The pre-processed MBARC-26 dataset is available in the NCBI SRA archive with the accession number SRX1836716. It can be downloaded using the SRA toolkit
docker pull elolab/asa
Once download completes, installation can be checked:
docker run -it --rm elolab/asa /opt/asa/aligner-asa.py --help
The ASA container can be run with following command. In this example the computer has /data -folder, which is visible also to the container. The output is written to /data/out/ folder, which is required to exist.
docker run -it --rm -v /data:/data elolab/asa /opt/asa/aligner-asa.py \
-i /data/R1.fastq.gz,R2.fastq.gz \
-t /data/pro_rdp_11_5_T_I_L1200_taxonomy.txt \
--db_fasta /data/pro_rdp_11_5_T_I_L1200_seqs.fa \
--top_refs 2 \
--rounds 2 \
--best_match_only \
--candlist_bt2_score_min 0.99 \
--top_refs_file top_refs-example.txt \
--aligner_threads 6 \
--embed_in_n \
-o /data/out/consensus.txt
First, the tool aligns the reads to the RDP database in order to discover the best aligning references. The result can be found in top_refs-example.txt
Next, the tool chooses a number of the best matching references (specified by --top_refs) and starts iteratively building each sequence. The maximum amount of iterations can be set by the --rounds parameter
First, the RDP database was split into subsets on family level in order to decrease computational load.
Next, one tree per family was generated using clustalw and fasttree. Finally, the minimum distances between genera were calculated using the phylotool.py script. It takes a directory of trees and creates a pickled object (min_family_dists.pickle) containing the cross-genera cutoff values.

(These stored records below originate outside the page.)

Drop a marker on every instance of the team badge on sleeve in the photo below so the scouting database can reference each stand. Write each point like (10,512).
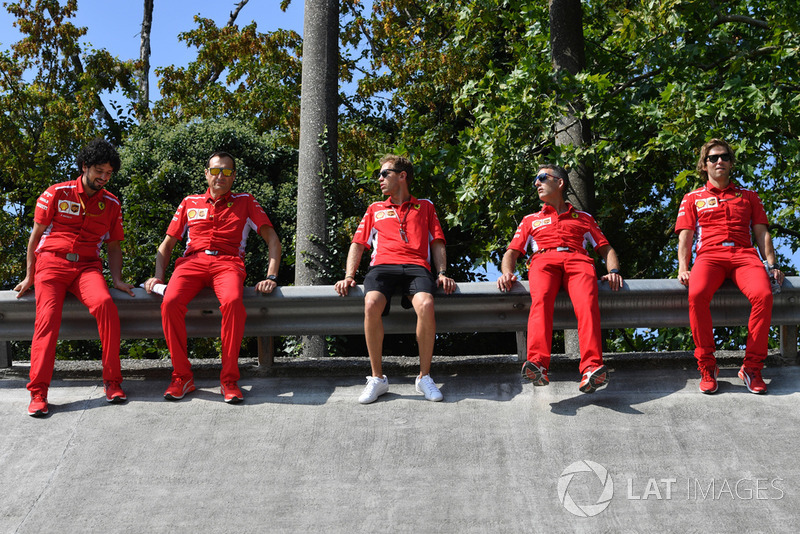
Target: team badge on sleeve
(71,208)
(705,203)
(194,214)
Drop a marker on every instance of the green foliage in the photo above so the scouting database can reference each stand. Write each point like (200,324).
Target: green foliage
(261,73)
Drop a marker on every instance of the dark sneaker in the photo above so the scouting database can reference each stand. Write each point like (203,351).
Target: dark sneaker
(752,379)
(231,392)
(114,393)
(708,379)
(593,379)
(38,405)
(534,373)
(178,388)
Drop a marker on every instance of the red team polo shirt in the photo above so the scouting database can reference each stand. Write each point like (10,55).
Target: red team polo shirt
(380,231)
(721,216)
(547,229)
(77,223)
(220,225)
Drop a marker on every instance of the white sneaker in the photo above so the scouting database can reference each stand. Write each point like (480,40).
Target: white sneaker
(426,386)
(375,388)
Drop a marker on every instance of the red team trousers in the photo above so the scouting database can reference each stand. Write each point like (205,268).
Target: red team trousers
(55,276)
(225,274)
(711,267)
(548,272)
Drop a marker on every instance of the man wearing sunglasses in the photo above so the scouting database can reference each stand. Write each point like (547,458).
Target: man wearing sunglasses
(216,225)
(71,222)
(722,215)
(557,236)
(406,237)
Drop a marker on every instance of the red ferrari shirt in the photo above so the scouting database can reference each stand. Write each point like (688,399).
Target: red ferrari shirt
(721,216)
(400,235)
(76,222)
(547,229)
(221,225)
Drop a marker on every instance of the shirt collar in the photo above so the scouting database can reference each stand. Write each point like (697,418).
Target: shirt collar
(411,200)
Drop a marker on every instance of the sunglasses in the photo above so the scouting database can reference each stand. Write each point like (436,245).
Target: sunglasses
(542,177)
(214,171)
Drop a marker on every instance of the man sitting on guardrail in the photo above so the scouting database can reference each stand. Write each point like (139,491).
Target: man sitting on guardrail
(71,222)
(405,236)
(557,236)
(722,214)
(216,224)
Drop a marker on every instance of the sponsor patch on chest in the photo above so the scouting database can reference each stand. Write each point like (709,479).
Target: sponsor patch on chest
(706,203)
(194,214)
(69,207)
(390,213)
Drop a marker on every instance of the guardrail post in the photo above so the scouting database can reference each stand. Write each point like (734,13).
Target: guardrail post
(5,354)
(571,345)
(789,343)
(522,345)
(266,352)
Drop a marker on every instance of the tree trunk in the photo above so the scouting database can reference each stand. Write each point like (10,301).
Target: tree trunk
(318,124)
(567,46)
(144,61)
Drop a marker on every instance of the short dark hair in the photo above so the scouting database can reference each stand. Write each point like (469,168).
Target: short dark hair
(401,164)
(98,152)
(701,163)
(220,154)
(560,172)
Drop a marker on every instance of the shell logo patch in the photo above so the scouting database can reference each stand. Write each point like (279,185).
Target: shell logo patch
(385,213)
(65,206)
(706,203)
(194,214)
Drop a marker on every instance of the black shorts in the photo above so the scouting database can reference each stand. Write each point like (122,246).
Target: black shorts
(412,279)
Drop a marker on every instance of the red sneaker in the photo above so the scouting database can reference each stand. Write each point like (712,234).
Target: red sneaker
(38,405)
(114,393)
(231,392)
(752,379)
(178,388)
(708,379)
(593,379)
(535,373)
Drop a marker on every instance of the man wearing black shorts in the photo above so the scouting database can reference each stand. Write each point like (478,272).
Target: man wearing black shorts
(405,237)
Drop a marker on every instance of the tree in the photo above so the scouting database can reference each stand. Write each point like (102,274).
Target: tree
(318,130)
(50,107)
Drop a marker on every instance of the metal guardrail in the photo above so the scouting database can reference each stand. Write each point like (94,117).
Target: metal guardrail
(474,307)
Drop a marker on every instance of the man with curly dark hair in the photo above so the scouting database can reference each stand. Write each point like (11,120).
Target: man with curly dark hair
(727,219)
(71,222)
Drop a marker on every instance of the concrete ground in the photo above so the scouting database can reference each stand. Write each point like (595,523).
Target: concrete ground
(649,453)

The consensus-reference tree is generated using the /opt/asa/create_con_ref_tree.R script. Modify the paths in this file to point to the correct locations
/opt/asa/phylotool.py processes the consensus-reference tree and reports the species mapping. Furthermore, a note is made if the mapping is within the cross-genera cutoff. If the cutoff is exceeded, then the mapping is not too confident, since it is possibly mapped to the wrong genera.
ASA can use any fasta file as reference file. However, if there is taxonomy associated with fasta sequences, there are two files: 1) fasta file and 2) related taxonomy file.
Fasta file example:
>0
AGAGTTTGATCATGGCTCAGGACGA
>1
TATTTCGACGGGTTCCG
>2
TAAAGAGCTCG
Corresponding taxonomy file example:
0[TAB]r__Root;d__Bacteria;p__Actinobacteria;c__Actinobacteria;b__Acidimicrobidae;o__Acidimicrobiales;u__Acidimicrobineae;f__Acidimicrobiaceae;g__Acidimicrobium;s__Acidimicrobium_ferrooxidans_(T)_ICP
1[TAB]r__Root;d__Bacteria;p__Actinobacteria;c__Actinobacteria;b__Acidimicrobidae;o__Acidimicrobiales;u__Acidimicrobineae;f__Acidimicrobiaceae;g__Ferrimicrobium;s__Ferrimicrobium_acidiphilum_(T)_T23
2[TAB]r__Root;d__Bacteria;p__Actinobacteria;c__Actinobacteria;b__Acidimicrobidae;o__Acidimicrobiales;u__Acidimicrobineae;f__Acidimicrobiaceae;g__Ferrithrix;s__Ferrithrix_thermotolerans_(T)_Y005
Where [TAB] is the tabulator character.
Download and unzip Bacterial 16S sequences (as Genbank and FASTA) from RDP. The files are: current_Bacteria_unaligned.fa.gz and current_Bacteria_unaligned.gb.gz. Note. RDP II project website seems to be available currently.
cd ..
wget \
https://rdp.cme.msu.edu/download/current_Bacteria_unaligned.gb.gz \
--no-check-certificate
wget \
https://rdp.cme.msu.edu/download/current_Bacteria_unaligned.fa.gz \
--no-check-certificate
Next, convert and filter the data to the format required by ASA:
gunzip current_Bacteria_unaligned.gb.gz current_Bacteria_unaligned.fa.gz
./filter_database.py \
--output_gb rdp_11_5_T_I_L1200.gb \
-f rdp_11_5_T_I_L1200.fasta \
--rdp_gb current_Bacteria_unaligned.gb \
--rdp_fasta current_Bacteria_unaligned.fa \
-t rdp_11_5_T_I_L1200_taxonomy.txt \
-s rdp_11_5_T_I_L1200_seqs.fa \
--filter_min_seqlen 1200 \
--filter_db_typestrain \
--filter_db_isolates
The repository includes a script (import_silva.py) to facilitate the loading of the SILVA (v. 138.1) database (SILVA_138.1_SSURef_NR99_tax_silva.fasta) and the creation of silva_138.1.fasta. This allows for the utilization of the SILVA database for conducting ASA and manually identifying sample taxonomy from phylogenetic trees.